The eighties saw a gold revival among the Paduan goldsmiths – Giampaolo Babetto is one of the goldsmiths whose work she has been admiring ever since – and this was followed by a much less “restrained” attitude towards gold among her fellow goldsmiths in Germany, especially among the younger ones. Christa Lühtje is convinced that the classical goldsmith’s art will never lose its significance – one just has to approach it with the utmost care.
It is not obvious in all her pieces, but from time to time we are able to recognize Christa Lühtje’s actual teacher: nature. The apple trees in her grandparents’ orchard on the outskirts of Hamburg belong to the fond memories of her youth; today she tends her own garden with loving care. In her sketches and watercolours of leaves and blossoms she fathoms the mysteries of nature, studying forms and outlines, capturing the processes of wilting and withering. In their own small way, leaves and blossoms testify to the immense power of nature, and yet they themselves are unspectacular, transient. They contain the entire energy of the tree, and yet they live but for a short time. Christa Lühtje sees them as allegories which help her to understand and interpret the peculiarities of organic nature. In some of her pieces we can still make out the shape of a leaf, in others it has been turned into a geometrical ornament, like that of an Anatolian kelim.
Christa Lühtje’s work is succinct but not laconic; it is reduced to essentials, though not without depth of feeling. Like an aphorism, it is able to put what it has to say in a nutshell. Its consistency moves and impresses us.
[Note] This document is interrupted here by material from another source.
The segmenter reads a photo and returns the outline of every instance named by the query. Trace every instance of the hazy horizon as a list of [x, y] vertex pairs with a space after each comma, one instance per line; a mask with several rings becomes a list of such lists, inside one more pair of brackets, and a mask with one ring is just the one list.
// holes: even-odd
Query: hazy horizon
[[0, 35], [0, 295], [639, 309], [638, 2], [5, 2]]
Outwardly, Christa Lühtje is a rational person, and not even her forty years in Bavaria have managed to change her North German ways. She loves the bright and sunny side of her life and work, but she is also familiar with the dark side of art and its dangers. The will alone can create nothing new of lasting value. The creative process demands one’s whole person, one’s whole life. The present forever demands the new, while the past acts as a corrective. Christa Lühtje sees herself as a goldsmith of her time, and hence of our time, too; as with all art forms, the goldsmith’s art is passed on from generation to generation – just like gestures or language.